The Early Interface between TRIPS and Human Rights
UN Sub-Commission on Human Rights
The adoption of TRIPS in 1994 and the following bilateral and regional ‘TRIPS-plus’ treaties has revealed that the way intellectual products are regulated through the grant of exclusive rights may have significant human rights implications. The first response to the issue, directly devoted to the relationship between human rights and intellectual property, came from the UN Sub-Commission on the Protection and Promotion of Human Rights (‘Sub-Commission’) in 2000. In its resolution 2000/7 ‘Intellectual property rights and human rights’1 with its focus on TRIPS, the Sub-Commission warned that ‘actual or potential conflicts exist between the implementation of TRIPS and the realization of economic, social and cultural rights’.2 The Sub-Commission listed as areas of human rights concern: (a) impediments to the transfer of technology to developing countries; (b) the consequences for the enjoyment of the right to food of plant variety rights and the patenting of genetically modified organisms; (c) ‘bio-piracy’ and the protection of traditional knowledge; and (d) the implications for the right to health of restrictions on access to patented pharmaceuticals.3
To resolve potential conflicts between intellectual property and human rights, the Sub-Commission urged all States to recognise ‘the primacy of human rights over economic policies’ when designing national law and policy concerning intellectual property.4 Furthermore, the Sub-Commission requested the WTO to ‘take fully into account the existing State obligations under international human rights’.5 The various UN bodies, including the Secretary-General, the High Commissioner for Human Rights, the Committee on Economic, Social and Cultural Rights (CESCR), and the World Intellectual Property Organization were recommended to analyse the human rights implications of TRIPS.6 A significant number of reactions from other UN human rights bodies, various intergovernmental organisations, governments and NGOs followed.7
WTO and WIPO
The WTO drew an analogy between the intellectual property system and human rights in its reply to the Sub-Commission’s critique of TRIPS. It took special note of authors’ rights to the protection of moral and material interests resulting from their work under Article 27(2) of the UDHR and Article 15(1)(c) of the ICESCR.8 The WTO stated that ‘it can be argued that TRIPS also seeks to give effect … to article 15(1)(c) [of the ICESCR]’.9 It also considered that Article 7 setting out the objectives of TRIPS ‘corresponds with the objectives of article 15(1)(a) and (b) of the ICESCR’ recognising the right of everyone to take part in cultural life and to enjoy the benefits of scientific progress and its applications.10 Article 7 of TRIPS (Objectives) states that ‘the protection and enforcement of intellectual property rights should contribute to the promotion of technological innovation and to the transfer and dissemination of technology, to the mutual advantage of producers and users of technological knowledge and in a manner conducive to social and economic welfare, and to a balance of rights and obligations’.11 The WIPO, similarly, stated that intellectual property and human rights both require ‘resolving tensions and striking balances’ between ‘the rights of creators and those of users’,12 referring to Article 15 of the ICESCR and Article 27.2 of the UDHR.13
UN High Commissioner for Human Rights
The UN High Commissioner for Human Rights also recognised that there exist links between TRIPS and human rights.

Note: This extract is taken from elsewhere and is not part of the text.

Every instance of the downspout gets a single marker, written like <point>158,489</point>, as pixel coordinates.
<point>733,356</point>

However, the High Commissioner posed a question as to ‘whether TRIPS strikes a balance that is consistent with a human rights approach’.14 On this question, the High Commissioner for Human Rights made several preliminary remarks, which can be summarised as follows: (1) ‘The promotion of public health, nutrition, environment and development’, which has close links with human rights, ‘are generally expressed in terms of exceptions to the rule’ in TRIPS, whereas ‘a human rights approach … would explicitly place the promotion and protection of human rights … at the heart of objectives of intellectual property protection’.15 (2) TRIPS does not provide the content of the responsibilities of intellectual property holders, as opposed to the detailed rules of their rights, and thus the balance under TRIPS may not be consistent with a human rights approach.16 (3) TRIPS might restrict States’ capacities to protect and promote human rights.17 (4) The protection of traditional knowledge is not provided for in TRIPS.18 Further, the report of the High Commissioner for Human Rights provided an analysis of the impact of TRIPS in the context of the right to health, substantiating the need to review TRIPS in light of human rights.
Other UN Human Rights Bodies
Besides the responses from the WTO, WIPO and the UN High Commissioner for Human Rights, a series of reports and resolutions of UN human rights bodies have addressed the issue of human rights and intellectual property since the adoption of the Sub-Commission’s resolution 2000/7. The CESCR released a ‘statement on Human Rights and Intellectual Property’19 in 2001 and provided a preliminary analysis of the relationship between human rights and intellectual property. From 2001 to 2003, the UN Commission on Human Rights adopted three annual resolutions on ‘Access to medication in the context of pandemics such as HIV/AIDS, tuberculosis and malaria’, and requested States and the relevant intergovernmental organisations to ensure access to essential medicines.20 The UN Special Rapporteur on the Right to Food mentioned ‘concerns that patents on seeds limit the access of peasant farmers to seeds for replanting’ in his 2002 and 2003 reports.21 The UN Special Rapporteur on the Right to Health recommended States make use of provisions in TRIPS, such as compulsory licensing, with a view to promote access to affordable drugs, and further cautioned the potential negative impact of ‘TRIPS-plus’ legislation on the right to health.22
These early debates concerning the relationship between intellectual property and human rights, described so far, have given rise to the need for clarification as to how intellectual property relates to human rights, whether there is conflict between TRIPS and human rights, and if so, how it can be resolved. These questions are central to characterising and reshaping the relationship between intellectual property and human rights. The following sections of this chapter ask these questions, specifically in the context of access to medicines.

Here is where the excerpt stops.